Researchers tracked 500 teens over 10 years and found that an increase in the amount of time spent on social media sites such as TikTok and Instagram was linked to an increase in long-term suicide risk among teenage girls, but not boys. The findings were published in the Journal of Youth and Adolescence. Most of the risk pertained to girls who as young adolescents were already spending a lot of time using social media, TV and/or video games. As their screen time increased over the years, so did their risk for suicide by the time they hit their early- to mid-20s, the findings showed.


"Parents and teens should be open about their amount and type of media they're using, so that they can look out for warning signs, talk about worsening mood or suicidality, and reach out for help," researchers suggest. In the article researchers also stressed common-sense limits around electronic media use. For example, limiting use to less than two hours per day, and not using electronic media after a certain time at night since it can worsen sleep. They also urged parents to have open discussions about online bullying and online safety.
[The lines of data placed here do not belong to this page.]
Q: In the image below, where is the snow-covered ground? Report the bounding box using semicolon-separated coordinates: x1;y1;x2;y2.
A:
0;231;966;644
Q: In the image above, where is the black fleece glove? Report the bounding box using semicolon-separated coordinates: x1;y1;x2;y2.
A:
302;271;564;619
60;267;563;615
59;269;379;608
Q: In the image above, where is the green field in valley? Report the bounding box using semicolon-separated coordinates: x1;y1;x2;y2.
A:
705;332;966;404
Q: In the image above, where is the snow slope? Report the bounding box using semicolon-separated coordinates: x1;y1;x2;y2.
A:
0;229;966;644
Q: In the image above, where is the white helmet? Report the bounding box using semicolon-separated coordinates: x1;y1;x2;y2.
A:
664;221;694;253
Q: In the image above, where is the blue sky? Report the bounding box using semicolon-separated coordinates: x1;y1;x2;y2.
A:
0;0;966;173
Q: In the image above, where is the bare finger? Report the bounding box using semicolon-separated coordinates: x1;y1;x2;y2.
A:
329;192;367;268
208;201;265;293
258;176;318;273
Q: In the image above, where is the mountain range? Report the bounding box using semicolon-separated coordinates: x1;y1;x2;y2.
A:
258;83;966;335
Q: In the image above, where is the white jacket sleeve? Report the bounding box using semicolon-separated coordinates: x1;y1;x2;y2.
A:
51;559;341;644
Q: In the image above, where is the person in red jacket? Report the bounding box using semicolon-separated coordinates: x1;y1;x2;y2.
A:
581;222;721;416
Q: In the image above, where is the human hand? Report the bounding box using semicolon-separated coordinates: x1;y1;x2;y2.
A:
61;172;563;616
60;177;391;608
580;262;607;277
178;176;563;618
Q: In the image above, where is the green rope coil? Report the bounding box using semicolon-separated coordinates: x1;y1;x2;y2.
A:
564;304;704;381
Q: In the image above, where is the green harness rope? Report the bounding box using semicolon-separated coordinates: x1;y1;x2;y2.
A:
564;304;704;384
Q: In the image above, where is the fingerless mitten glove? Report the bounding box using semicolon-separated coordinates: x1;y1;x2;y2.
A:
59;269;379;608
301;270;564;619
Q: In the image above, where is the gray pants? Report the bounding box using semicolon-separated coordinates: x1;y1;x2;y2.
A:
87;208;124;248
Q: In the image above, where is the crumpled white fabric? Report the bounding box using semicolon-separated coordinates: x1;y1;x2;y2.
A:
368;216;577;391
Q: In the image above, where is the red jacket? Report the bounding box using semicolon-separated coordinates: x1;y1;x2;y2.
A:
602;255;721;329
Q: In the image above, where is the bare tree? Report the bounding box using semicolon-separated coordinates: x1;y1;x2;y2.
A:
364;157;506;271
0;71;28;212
Looking at Schools’ Remote Camera Policies

Many school districts across the country don't have formal on-or-off camera policies for remote students due to issues such as bullying concerns, mental health issues and background distractions (like one Mom who flashed her child’s class by accident). Some teachers ask students to display a photo of themselves, and others say they only ask students to show their work, so the focus remains on academics. It can be hard on teachers, though, looking at a sea of black boxes.